Large-scale Modeling of Multi-Species Acute Toxicity Endpoints using Consensus of Multi-Task Deep Learning Methods
This repository contains multitask deep learning models developed using acute toxicity data, primarily focusing on the endpoints: lethal dose fifty (LD50); lethal dose low (LDLO); and toxic dose low (TDLO). Please note that the data was obtained from ChemIDPlus.
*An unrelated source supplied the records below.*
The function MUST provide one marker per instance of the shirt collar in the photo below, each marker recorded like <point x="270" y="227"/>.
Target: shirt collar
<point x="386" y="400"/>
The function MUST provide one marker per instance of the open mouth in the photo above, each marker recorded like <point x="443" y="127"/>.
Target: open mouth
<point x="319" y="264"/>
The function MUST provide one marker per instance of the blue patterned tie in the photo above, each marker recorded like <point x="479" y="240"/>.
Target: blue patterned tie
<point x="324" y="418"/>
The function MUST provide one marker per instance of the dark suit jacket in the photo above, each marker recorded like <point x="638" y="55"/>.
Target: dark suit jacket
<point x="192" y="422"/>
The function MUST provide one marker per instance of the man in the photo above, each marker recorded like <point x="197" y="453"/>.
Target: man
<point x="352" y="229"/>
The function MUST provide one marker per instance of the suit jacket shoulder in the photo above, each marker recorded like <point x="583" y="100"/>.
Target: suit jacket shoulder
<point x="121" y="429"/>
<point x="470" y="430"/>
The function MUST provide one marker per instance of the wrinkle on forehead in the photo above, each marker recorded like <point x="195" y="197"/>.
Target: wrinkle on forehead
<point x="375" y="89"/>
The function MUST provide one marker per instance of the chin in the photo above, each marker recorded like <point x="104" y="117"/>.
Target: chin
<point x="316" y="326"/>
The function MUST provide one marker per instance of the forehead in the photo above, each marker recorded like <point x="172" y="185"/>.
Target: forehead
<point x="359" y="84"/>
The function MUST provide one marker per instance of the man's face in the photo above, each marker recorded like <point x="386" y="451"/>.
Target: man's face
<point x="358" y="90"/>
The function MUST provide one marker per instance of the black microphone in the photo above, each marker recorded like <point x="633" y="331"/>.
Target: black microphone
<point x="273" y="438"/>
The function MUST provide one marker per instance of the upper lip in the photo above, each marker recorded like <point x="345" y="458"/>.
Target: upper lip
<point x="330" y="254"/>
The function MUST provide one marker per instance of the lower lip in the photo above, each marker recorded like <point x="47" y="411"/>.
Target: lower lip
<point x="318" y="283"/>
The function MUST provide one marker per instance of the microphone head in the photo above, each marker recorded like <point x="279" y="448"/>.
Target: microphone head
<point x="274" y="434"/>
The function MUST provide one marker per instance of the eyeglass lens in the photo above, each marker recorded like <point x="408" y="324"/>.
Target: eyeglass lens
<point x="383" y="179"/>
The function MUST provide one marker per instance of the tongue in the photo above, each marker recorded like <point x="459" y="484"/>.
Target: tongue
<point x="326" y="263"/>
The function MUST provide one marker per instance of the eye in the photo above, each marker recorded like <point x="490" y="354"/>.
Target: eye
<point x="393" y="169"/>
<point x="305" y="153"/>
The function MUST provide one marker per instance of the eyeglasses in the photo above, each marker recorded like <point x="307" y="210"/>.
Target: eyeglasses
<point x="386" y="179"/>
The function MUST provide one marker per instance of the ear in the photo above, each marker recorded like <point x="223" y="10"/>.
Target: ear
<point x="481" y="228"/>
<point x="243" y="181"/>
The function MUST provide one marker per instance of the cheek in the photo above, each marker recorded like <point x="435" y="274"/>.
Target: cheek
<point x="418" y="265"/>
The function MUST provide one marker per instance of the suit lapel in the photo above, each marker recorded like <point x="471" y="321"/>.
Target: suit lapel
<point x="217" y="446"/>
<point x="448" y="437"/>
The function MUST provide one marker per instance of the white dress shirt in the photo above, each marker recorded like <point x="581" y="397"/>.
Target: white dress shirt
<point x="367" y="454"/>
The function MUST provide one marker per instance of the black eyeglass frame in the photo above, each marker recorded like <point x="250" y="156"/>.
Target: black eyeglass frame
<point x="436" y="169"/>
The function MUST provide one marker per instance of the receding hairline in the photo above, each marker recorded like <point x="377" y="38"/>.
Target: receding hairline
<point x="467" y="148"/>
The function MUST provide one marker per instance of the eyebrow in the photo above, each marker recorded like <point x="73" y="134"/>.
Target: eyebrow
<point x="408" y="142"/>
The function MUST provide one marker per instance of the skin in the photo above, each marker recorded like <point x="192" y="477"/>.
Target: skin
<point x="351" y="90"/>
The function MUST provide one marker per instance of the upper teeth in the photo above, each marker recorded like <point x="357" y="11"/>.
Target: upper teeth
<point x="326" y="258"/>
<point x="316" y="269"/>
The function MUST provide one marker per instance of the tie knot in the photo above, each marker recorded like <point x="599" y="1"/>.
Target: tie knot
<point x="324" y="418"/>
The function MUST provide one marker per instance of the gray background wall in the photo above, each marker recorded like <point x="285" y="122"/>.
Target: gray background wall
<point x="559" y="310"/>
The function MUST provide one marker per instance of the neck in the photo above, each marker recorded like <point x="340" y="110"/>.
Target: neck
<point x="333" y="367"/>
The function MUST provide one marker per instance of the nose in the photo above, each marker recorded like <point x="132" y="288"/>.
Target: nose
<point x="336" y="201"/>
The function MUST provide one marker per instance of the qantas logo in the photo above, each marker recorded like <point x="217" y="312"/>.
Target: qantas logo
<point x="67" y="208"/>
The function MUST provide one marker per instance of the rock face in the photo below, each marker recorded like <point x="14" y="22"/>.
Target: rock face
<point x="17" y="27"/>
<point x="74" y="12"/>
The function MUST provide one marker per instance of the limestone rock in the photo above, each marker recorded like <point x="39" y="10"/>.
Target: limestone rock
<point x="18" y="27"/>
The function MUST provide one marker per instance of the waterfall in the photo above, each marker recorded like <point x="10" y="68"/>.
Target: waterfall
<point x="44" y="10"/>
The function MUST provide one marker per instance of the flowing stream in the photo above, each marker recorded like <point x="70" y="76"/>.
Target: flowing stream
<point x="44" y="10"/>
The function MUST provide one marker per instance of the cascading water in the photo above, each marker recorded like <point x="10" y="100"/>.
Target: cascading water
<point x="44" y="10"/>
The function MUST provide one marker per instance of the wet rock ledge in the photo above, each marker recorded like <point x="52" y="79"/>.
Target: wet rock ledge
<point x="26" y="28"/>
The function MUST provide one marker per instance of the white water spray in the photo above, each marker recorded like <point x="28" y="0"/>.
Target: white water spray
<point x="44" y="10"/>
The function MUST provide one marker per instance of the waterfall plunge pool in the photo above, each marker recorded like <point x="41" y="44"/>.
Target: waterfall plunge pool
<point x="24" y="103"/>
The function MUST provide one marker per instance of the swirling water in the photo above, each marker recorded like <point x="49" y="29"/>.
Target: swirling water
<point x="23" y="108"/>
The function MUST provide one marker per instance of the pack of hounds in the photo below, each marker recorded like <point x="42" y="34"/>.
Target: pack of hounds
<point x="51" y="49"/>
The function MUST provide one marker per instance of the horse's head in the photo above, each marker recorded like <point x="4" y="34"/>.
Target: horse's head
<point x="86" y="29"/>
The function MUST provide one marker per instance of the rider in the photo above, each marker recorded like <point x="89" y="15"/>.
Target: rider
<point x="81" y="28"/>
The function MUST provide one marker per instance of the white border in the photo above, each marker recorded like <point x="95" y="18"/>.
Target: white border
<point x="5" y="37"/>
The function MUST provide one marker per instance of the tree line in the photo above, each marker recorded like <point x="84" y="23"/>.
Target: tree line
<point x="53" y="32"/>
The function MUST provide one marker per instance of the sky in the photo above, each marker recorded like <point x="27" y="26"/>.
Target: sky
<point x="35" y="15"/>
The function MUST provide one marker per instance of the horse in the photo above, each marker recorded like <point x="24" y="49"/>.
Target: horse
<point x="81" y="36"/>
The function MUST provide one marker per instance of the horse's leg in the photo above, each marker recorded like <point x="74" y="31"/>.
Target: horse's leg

Our best models are based on a consensus of best developed individual models. We compared our best models against the multi-task deep learning models by Sosnin et al. While they report models for a total of 29 toxicity endpoints, our models are based on a total of 59 endpoints. A total of 18 LD50 endpoints were in common. The results for these 18 endpoints are listed below. The performance measure reported is root mean squared error (lower is better).
| species | route | cpds (ours) | cpds (Sosnin et al) | score (ours) | scorea (Sosnin et al) |
|---|---|---|---|---|---|
| mouse | intraperitoneal | 36295 | 37202 | 0.41 | 0.41 |
| mouse | oral | 23373 | 24355 | 0.39 | 0.42 |
| mouse | intravenous | 16978 | 17742 | 0.43 | 0.43 |
| rat | oral | 10190 | 10743 | 0.52 | 0.53 |
| mouse | subcutaneous | 6769 | 7221 | 0.51 | 0.51 |
| rat | intraperitoneal | 5021 | 5041 | 0.52 | 0.55 |
| rat | intravenous | 2472 | 2538 | 0.52 | 0.54 |
| rat | subcutaneous | 1896 | 2014 | 0.63 | 0.64 |
| mouse | unreported | 1739 | 1804 | 0.47 | 0.51 |
| rabbit | skin | 1495 | 1734 | 0.53 | 0.56 |
| mammalb | unreported | 1129 | 1121 | 0.42 | 0.40 |
| rabbit | oral | 894 | 910 | 0.58 | 0.58 |
| rat | skin | 835 | 930 | 0.61 | 0.63 |
| rat | unreported | 806 | 838 | 0.58 | 0.60 |
| rabbit | intravenous | 792 | 764 | 0.59 | 0.68 |
| guinea pig | oral | 793 | 799 | 0.66 | 0.70 |
| rat | oral | 322 | 966 | 0.63 | 0.61 |
| rat | intraperitoneal | 318 | 1029 | 0.52 | 0.43 |
a the scores are from the supplementary information of the original article; b the mammalian species and route are unspecified
We also report single-task models using baseline methods: random forest and deep neural networks. The scripts used for modeling can be found under scripts/. An example notebooks/create_fold_data.ipynb to create the training and test sets by joining the descriptors and task details for different folds of cross-validation is provided.